The slits appeared less tailored and more torn fabric, the colour offsets point you in the direction of what society is ignoring and the veils deliver an air of mourning, a possible pointer to marital violenc. In design and showcase, The Red Sex Collection takes on sex and sexual violence head on. Although hard to picture beyond runways and red carpets, a line of fashion that carries a message is often most impactful there. When the models were long gone and the runway clears, the thoughts of the showcase still lingered. A ceiling I once had in mind for Zimbabwean fashion had been shattered.
This can be equally said for how Cet Cud by Cila put their twist on crotchet to enchanting results, alongside Planet Avur's alluring earth tones, Chenesai Africa's artistic but chic designs, Zevry Atlas' lace infused creations, PEZZECUL!AR & Eva Raath's out of the box thinking, and Caru Atelier's intrinsically African elegance.
It was easy to understand why Zimbabwean fashion had gone global: Ishmael Tsakatsa at Paris Fashion Week, Kiiking and Shashiko at Braam Fashion Week, Rungano Rwedu at Africa Fashion Week London, Marcus Zvinashe's ICATHA at eSwatini's Luju Festival, Yolanda Ngwenya of Bhakar and Charmaine Nziradzemhuka of Charz Designs interning at Berlin Fashion Week, Gilmore Tee's 'I Wear My Culture' winning global awards and Kim Jayde winning the Fashion Icon Award at the SAFAs.
The Skeyi & Strobo Fabrik Party itself branched out beyond our borders last year, and although it returned to just being in Harare this year, its runway and stage was graced by names from beyond. South Africa's Muzi was the headliner, and multiple brands from across the Zambia made the journey down here: Sophy's Couture, MANJEbyNcha, MK72, Caru Atelier and Molimo Fabrics. All through an understanding of the language of fashion and creativity. So what is the ceiling of Zimbabwean fashion?

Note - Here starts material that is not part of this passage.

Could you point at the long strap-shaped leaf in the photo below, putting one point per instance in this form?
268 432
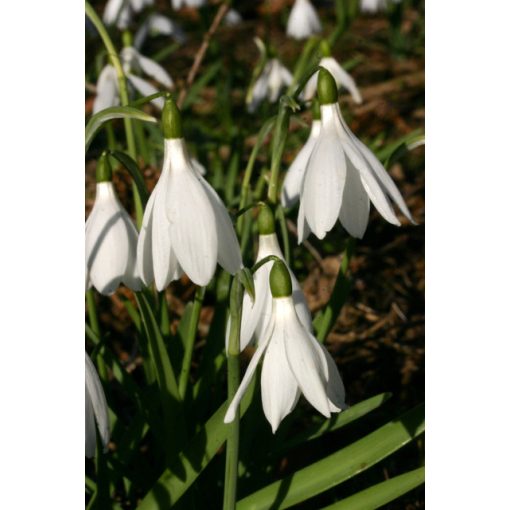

The rebirth of Zimbabwe Fashion Week, the dawn of Mcheno & Mores 'Thrift and Threads,' the NAMA Awards' introduction of a fashion category and the continued elevation of the Fabrik Party Convention say there's none. There's the temptation to see things as linear and the question of why Zimbabwean brands haven't become a regular in the everyday, but the boundaries constantly being pushed by fashion's practices speak to a potential of untold proportions, and platforms like the Fabrik Party are excelling at platforming and nurturing that talent.